From the above table you can see that transactions don’t compress well
below 500 bytes. However, most transactions happen to be in the < 500
byte range. So the next step is to apply bundling for those smaller
transactions when there are multiple getdata requests in queue for a
peer. Doing that yields some very good compression ratios on par with
compressing blocks, which makes sense since blocks are, for the most
part, composed of concatenated transactions.

Some examples as follows:

The best one seen so far was the following where 175 transactions were
concatenated before being compressed. That yielded a 20% compression
ratio, but that doesn’t take into account the savings from the unneeded
174 message headers (24 bytes each) as well as 174 TCP ACK’s of 52 bytes
each which yields and additional 76*174=13224 bytes, making the overall
bandwidth savings 32%.

2015-11-18 01:09:09.002061 compressed data from 79890 to 67426
txcount:175

However, most transaction aggregates right now are in the 2 to 10
transaction range. Such as the following:

2015-11-17 21:08:28.469313 compressed data from 3199 to 2876
txcount:10

But even here the savings of 10% is far better than the “nothing” we
would get without bundling, but add to that the 76 byte * 9 transaction
savings and we have a total 20% savings in bandwidth for transactions
that otherwise would not be compressible and as transaction rates rise
there will be more opportunity for this type of transaction compression
and hence more and bigger savings in the future.

From the data it is clear that bundling and then compressing
transactions will be of great benefit as transactions rates rise and
will save approx. 30% overall bandwidth through the direct result of
compression as well as the savings of transaction headers and TCP ACK’s,
while at the same time reducing overall network chatter.

Backward Compatibility

Lacking the correct service bit, older clients will continue to receive
standard uncompressed data and will be fully compatible with this
change.

Fall Back

It is important to be able to entirely and easily turn off compression
and decompression as a fall back mechanism.
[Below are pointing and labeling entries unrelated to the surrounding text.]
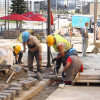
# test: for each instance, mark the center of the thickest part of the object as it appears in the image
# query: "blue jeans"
(84, 45)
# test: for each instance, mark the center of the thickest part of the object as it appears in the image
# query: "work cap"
(50, 40)
(25, 36)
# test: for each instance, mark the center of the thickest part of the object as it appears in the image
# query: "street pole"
(5, 14)
(67, 4)
(48, 33)
(95, 18)
(8, 14)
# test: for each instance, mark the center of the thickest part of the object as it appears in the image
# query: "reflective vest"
(60, 39)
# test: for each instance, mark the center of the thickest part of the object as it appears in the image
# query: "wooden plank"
(34, 90)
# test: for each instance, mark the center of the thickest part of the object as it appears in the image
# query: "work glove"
(16, 62)
(63, 74)
(53, 60)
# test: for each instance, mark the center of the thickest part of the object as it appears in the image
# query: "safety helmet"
(50, 40)
(17, 49)
(25, 36)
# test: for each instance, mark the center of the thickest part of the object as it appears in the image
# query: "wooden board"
(76, 93)
(88, 76)
(33, 91)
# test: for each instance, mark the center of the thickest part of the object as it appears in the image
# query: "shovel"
(55, 72)
(15, 68)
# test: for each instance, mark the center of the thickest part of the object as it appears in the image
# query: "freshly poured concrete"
(76, 93)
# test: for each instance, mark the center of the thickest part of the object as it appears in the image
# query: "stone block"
(35, 81)
(40, 77)
(6, 94)
(2, 97)
(18, 90)
(27, 84)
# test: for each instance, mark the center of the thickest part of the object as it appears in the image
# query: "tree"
(18, 6)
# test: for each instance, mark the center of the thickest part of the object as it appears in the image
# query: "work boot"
(31, 69)
(20, 62)
(39, 70)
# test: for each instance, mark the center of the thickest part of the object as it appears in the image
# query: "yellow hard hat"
(50, 40)
(17, 49)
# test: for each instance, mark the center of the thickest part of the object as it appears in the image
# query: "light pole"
(56, 6)
(81, 7)
(8, 14)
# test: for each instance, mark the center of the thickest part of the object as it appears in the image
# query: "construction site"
(65, 67)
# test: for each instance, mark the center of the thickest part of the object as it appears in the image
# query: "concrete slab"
(33, 90)
(76, 93)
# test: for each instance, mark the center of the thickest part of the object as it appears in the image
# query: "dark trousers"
(31, 56)
(61, 60)
(64, 59)
(20, 56)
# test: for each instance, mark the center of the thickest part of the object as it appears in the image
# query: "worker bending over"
(18, 54)
(60, 45)
(72, 67)
(34, 50)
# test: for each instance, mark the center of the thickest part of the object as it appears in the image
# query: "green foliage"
(18, 6)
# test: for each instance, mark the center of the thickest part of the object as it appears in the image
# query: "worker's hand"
(53, 60)
(24, 50)
(63, 74)
(16, 62)
(40, 57)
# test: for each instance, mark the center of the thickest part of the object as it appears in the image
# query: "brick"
(15, 84)
(6, 94)
(39, 75)
(18, 90)
(27, 84)
(2, 97)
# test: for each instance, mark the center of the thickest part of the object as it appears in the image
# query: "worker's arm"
(61, 50)
(86, 33)
(24, 46)
(68, 62)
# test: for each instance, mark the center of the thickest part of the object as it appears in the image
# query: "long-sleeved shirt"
(34, 43)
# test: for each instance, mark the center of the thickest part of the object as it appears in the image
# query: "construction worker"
(34, 50)
(72, 67)
(84, 33)
(60, 45)
(18, 54)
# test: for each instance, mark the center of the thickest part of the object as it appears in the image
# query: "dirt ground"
(49, 89)
(18, 76)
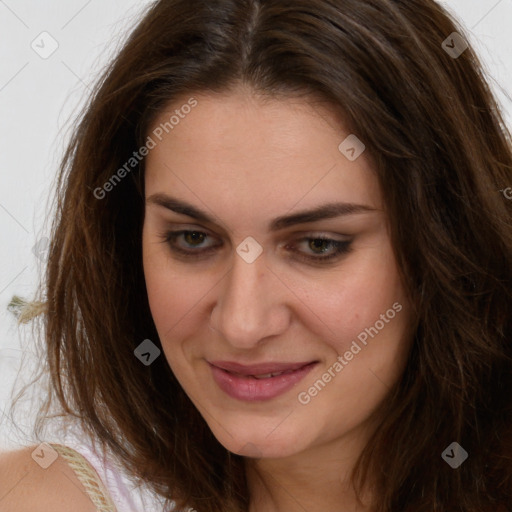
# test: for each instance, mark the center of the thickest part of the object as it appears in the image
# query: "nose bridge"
(246, 310)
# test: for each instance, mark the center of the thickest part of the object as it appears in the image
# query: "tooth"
(267, 375)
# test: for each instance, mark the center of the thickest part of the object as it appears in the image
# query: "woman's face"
(249, 289)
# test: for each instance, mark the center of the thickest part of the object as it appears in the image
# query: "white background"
(38, 98)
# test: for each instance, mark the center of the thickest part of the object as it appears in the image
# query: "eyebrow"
(326, 211)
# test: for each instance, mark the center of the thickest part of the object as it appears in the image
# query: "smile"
(258, 382)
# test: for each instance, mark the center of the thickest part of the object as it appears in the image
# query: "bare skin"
(245, 162)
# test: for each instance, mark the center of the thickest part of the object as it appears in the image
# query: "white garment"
(123, 489)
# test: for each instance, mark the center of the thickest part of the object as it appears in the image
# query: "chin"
(261, 444)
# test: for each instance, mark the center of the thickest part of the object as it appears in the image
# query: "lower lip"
(250, 389)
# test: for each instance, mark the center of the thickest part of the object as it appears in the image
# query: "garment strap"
(87, 475)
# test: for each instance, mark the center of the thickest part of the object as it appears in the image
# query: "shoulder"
(27, 485)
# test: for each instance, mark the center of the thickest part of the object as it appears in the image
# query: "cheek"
(355, 297)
This can be done with a
simple bitcoin.conf setting.

Deployment

This enhancement does not require a hard or soft fork.

Future Strategies

In the future we could offer other compression libraries such as
LXOx-99, Zlib or some other promising new compression algorithm.
Although they would not be as fast as LZOx-1 they could offer higher
compression rates for those that wish to save maximum bandwidth at the
expense of additional time spent compressing and decompressing.